Hideo Nitta "The Mangaa Guide. Fizyka" il. Keita Takatsu


Hideo Nitta, The Mangaa Guide. Fizyka, il. Keita Takatsu, tł. Małgorzata Dąbkowska – Kowalik, Warszawa „PWN” 2018
Wśród ludzi nielubiących czytać książki i uczyć się istnieje dziwne przeświadczenie, że nauka jest nudna. Utwierdzają ich w tym przekonaniu myśliciele pokroju Neila Postmana, uważający, że wizualizowanie opisów szkodzi rozwojowi mózgu oraz możliwościom przetwarzania i myślenia. Na szczęście kolejne pokolenia autorów podręczników myśli inaczej i dostosowuje treści do wieku i możliwości odbiorców, aby pokazać, że otaczający nas świat jest interesujący i warto starać się poznać prawa nim rządzące.
Wydawnictwo PWN od jakiegoś czasu dba o młodych adeptów nauki. Jakiś czas temu pisałam o interesującej serii „Laboratorium w szufladzie” pozwalającej poszerzyć wiadomości z różnych dziedzin. Teraz przyszedł czas na naukową mangę, czyli serię „The Manga Guide”. Do czytelników trafiły tomy: „Wszechświat”, „Mikroprocesory”, „Fizyka”, „Biochemia”, „Biologia molekularna” i „Bazy danych”. Jak sama nazwa serii wskazuje mamy do czynienia z mangą. Każdy tom to kolejna opowieść pozwalająca wyjaśnić skomplikowane, ważne i bardzo życiowe (dotyczące każdego nas) problemy. Komiks staje się pretekstem do przemycenia wiedzy.

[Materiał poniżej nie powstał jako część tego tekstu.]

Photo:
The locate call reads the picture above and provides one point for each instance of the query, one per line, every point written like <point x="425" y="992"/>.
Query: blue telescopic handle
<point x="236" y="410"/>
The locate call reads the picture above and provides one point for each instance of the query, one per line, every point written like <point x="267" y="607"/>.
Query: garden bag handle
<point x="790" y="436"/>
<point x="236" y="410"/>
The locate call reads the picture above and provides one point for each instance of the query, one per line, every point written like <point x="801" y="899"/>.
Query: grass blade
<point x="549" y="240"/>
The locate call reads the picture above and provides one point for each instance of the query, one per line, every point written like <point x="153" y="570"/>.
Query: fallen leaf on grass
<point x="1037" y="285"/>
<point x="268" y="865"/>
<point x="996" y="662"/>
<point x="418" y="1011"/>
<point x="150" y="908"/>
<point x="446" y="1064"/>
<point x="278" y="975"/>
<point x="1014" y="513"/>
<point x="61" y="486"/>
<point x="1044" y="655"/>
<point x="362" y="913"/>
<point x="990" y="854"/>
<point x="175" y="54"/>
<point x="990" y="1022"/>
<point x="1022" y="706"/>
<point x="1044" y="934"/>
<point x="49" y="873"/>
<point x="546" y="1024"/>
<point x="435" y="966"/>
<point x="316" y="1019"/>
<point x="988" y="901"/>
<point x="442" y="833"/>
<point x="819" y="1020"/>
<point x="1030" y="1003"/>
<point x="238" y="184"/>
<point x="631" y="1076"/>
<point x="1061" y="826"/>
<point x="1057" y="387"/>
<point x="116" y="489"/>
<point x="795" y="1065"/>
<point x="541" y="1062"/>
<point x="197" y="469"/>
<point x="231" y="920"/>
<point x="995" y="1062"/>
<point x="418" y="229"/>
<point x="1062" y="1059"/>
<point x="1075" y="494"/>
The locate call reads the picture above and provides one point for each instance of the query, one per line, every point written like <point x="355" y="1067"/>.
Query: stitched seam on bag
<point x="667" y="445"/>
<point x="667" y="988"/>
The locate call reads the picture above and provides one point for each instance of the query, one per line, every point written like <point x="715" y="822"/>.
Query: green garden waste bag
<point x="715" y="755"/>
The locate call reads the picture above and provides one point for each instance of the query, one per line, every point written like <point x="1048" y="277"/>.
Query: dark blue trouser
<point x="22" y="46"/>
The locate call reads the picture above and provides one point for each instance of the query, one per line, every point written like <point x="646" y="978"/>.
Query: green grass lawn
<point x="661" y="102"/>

Tom „Fizyka” rozpoczyna scenka ze szkolnej sali. Uczniowie piszą test z wiedzy dotyczącej zasad dynamiki Newtona. Okazuje się, że proste pytanie jest problematyczne, ponieważ każdy uczeń zaznaczył inną odpowiedź. Megumi dręczy zagadnienie i chciałaby się dowiedzieć, czy jej rozumowanie jest właściwe. Z pomocą przychodzi jej Royota Nonomura, kolega z klasy i olimpijczyk z fizyki. Codzienne spotkania owocują poznawaniem tajników fizyki. Razem z Megumi czytelnik poznaje zasady dynamiki Newtona: akcji i reakcji, bezwładności i przyspieszenia. To stanie się punktem wyjścia do zgłębiania wiedzy o pędzie, zależności od masy, zderzeń, energii. Całość podzielono na cztery duże rozdziały: 1) Zasada akcji i reakcji, 2) Siła i ruch, 3) Pęd, 4) Energia, a na końcu znajdziemy jednostki Po każdym komiksie znajdziemy część teoretyczną podsumowującą zdobytą wiedzę. Wszystko przejrzyste, uporządkowane i proste. Do tego postać ucznia pasjonata zastępującego nauczyciela sprawia, że zaczynamy trudne zagadnienia widzieć w innym świetle. Skomplikowane podstawy stają się proste, jasne, przejrzyste, a z opowieści bije niezwykła energia i pozostaje trzymać kciuki, aby kiedyś publikacja ukazała się w wersji kreskówki da dzieci (np. filmik z niewielką ściągą zawierającą wszystkie omówione kwestie).
Dużym plusem publikacji jest to, że wykorzystuje ona zainteresowania dzieci. Uczniowie szkoły podstawowej nie skłonni czytać opasłych tomów poważnej literatury naukowej, a podręczniki też nie zachęcają. Tu otrzymują wiedzę zwartą w szkolnych książkach, ale w formie która nastolatkom przypada do gustu: mangi, którą moje pokolenie zna z kultowej „Czarodziejki z Księżyca” czy „Pokemonów”. Kolejne roczniki dostawały kolejne niezwykłe opowieści, a tu dostajemy wciągającą mangę z przydatną wiedzą, do której wyjaśnienia wykorzystano sport.
Książkę polecam każdemu, kto chce przyswoić sobie podstawy fizyki.